Neighbor Mary Ann Galich, who lived in a house behind the suspect, said “to me, it felt like he was a normal person.”
State Court Records
In September, according to state court records, Chase Home Finance LLC brought a property foreclosure action against a Faisal Zhahzad and Huma Mian in Milford, a town east of Bridgeport near the city of New Haven.
The bomb-laden 1993 Nissan Pathfinder Shahzad allegedly parked off Times Square was sold for cash about three weeks ago at a Connecticut shopping mall in a sale arranged through the Craigslist website, CNN reported, citing an unidentified person in law enforcement with knowledge of the investigation.
Investigators interviewed the former owner of the sport- utility vehicle, New York City Mayor Michael Bloomberg said. The person was tracked through the car’s vehicle identification number, which was stripped from the dashboard, Police Commissioner Raymond Kelly said. The number is also typically stamped on parts such as the engine block.
The intended detonator, the police commissioner said, was a can filled with consumer-grade fireworks.
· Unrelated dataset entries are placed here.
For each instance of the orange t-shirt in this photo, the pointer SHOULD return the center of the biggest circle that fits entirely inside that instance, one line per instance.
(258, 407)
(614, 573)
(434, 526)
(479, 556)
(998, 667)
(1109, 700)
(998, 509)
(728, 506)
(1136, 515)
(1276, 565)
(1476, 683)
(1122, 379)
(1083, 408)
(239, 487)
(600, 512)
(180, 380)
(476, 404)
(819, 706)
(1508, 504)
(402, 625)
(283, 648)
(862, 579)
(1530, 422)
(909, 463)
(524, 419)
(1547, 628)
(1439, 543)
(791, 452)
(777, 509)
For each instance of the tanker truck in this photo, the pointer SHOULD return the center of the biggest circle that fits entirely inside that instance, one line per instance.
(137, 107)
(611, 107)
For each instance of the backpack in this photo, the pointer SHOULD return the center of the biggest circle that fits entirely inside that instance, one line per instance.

The car also held two containers of gasoline and three propane tanks, wired with two clocks, he said.
Bloomberg said today at a press conference that “this was an act that was designed to kill innocent civilians and strike fear into the hearts of Americans and I am happy to say that it failed on both counts.” He added that the city “will not tolerate any bias or backlash against Pakistani or Muslim New Yorkers.”
The police presence has been increased in the Times Square area. The mayor is founder and majority owner of Bloomberg News parent Bloomberg LP.
The case is U.S. v. Shahzad, 10-00928, U.S. District Court for the Southern District of New York (Manhattan).